This section documents some of the planned functionality and improvements:
-
Query optimisation:
- Add an option for the system to automatically keep the lambdas warm by periodically calling them with dummy queries.
- Optimise the start-up time of the lambdas, see https://docs.aws.amazon.com/lambda/latest/dg/snapstart.html and https://aws.amazon.com/blogs/compute/optimizing-aws-lambda-function-performance-for-java/.
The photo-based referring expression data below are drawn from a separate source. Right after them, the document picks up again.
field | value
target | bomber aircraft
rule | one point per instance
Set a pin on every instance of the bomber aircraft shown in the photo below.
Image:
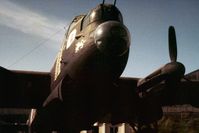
(84, 85)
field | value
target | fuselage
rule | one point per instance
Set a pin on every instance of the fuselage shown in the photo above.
(95, 47)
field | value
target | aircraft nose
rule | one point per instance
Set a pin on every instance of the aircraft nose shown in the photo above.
(112, 38)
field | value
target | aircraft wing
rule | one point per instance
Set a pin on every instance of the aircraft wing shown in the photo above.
(23, 89)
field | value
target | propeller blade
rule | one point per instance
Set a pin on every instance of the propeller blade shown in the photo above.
(172, 44)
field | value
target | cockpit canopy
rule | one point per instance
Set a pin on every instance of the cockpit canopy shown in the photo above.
(103, 12)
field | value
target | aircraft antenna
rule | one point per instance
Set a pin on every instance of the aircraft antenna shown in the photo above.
(35, 48)
(115, 2)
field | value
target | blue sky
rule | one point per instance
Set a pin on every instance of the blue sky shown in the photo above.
(39, 24)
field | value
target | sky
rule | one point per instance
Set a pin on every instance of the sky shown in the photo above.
(31, 32)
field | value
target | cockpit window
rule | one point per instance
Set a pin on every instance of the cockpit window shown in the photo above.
(111, 13)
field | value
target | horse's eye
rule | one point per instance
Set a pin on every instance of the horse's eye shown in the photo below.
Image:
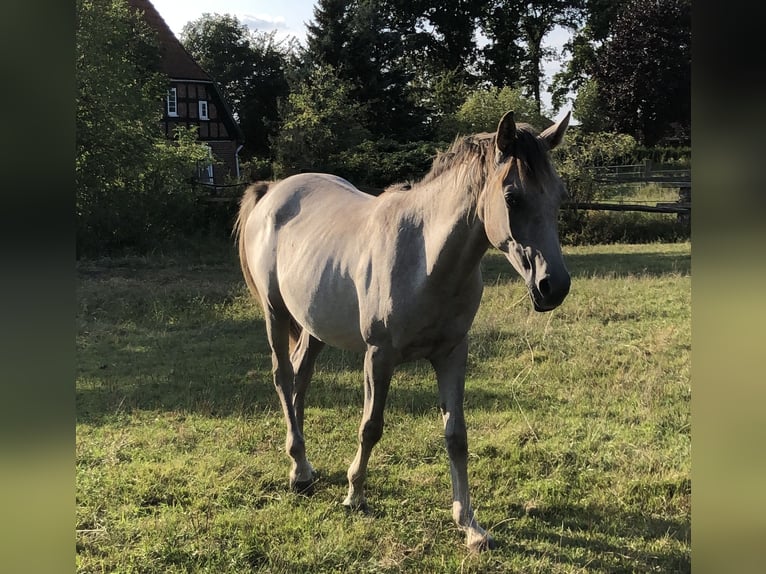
(513, 198)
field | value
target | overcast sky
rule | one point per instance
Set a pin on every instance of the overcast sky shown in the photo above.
(288, 18)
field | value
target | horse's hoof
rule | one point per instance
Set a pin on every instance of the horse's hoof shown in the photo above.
(356, 506)
(482, 544)
(305, 487)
- Optimise the parameters used when reading and writing Parquet files. These parameters include whether dictionary encoding is used, the row group and page sizes, the readahead size, etc.
-
Python API improvements: This is currently basic and needs further work.
-
Iterators: Currently a single iterator can be provided. This should be extended so that a stack of iterators can be provided.
-
Bulk export: Add the ability to perform a bulk export, i.e. read over all the data in a table, filter it and then export it to Parquet. This will not be done in a lambda.
-
Metrics page: Review and extend the metrics produced.
-
Purge: Add the ability to purge data from a table, i.e. delete any items matching a predicate.
-
Create a predicate language for specifying filters on queries.
-
Create a suite of automated system tests.
-
Create a library of repeatable, sustained, large-scale performance tests.
-
Review and extend the integrations with Athena and Trino. Review how Trino can be used to run SQL queries over the entire table.
-
Extend the range of supported types: we should be able to support the full range of Arrow / Parquet types. A Sleeper schema could be specified as an Arrow schema with additional information about which are the row keys and sort keys.
-
Service that maintains an up-to-date cache of the statestore: Various parts of the system need to query the state store. We could potentially reduce the cost and latency of these queries if we had a long-running service that maintained an up-to-date cache of the statestore.
-
Review whether some of the performance sensitive parts of the code can be rewritten in Rust to take advantage of the improvements to the Parquet and Arrow Rust libraries.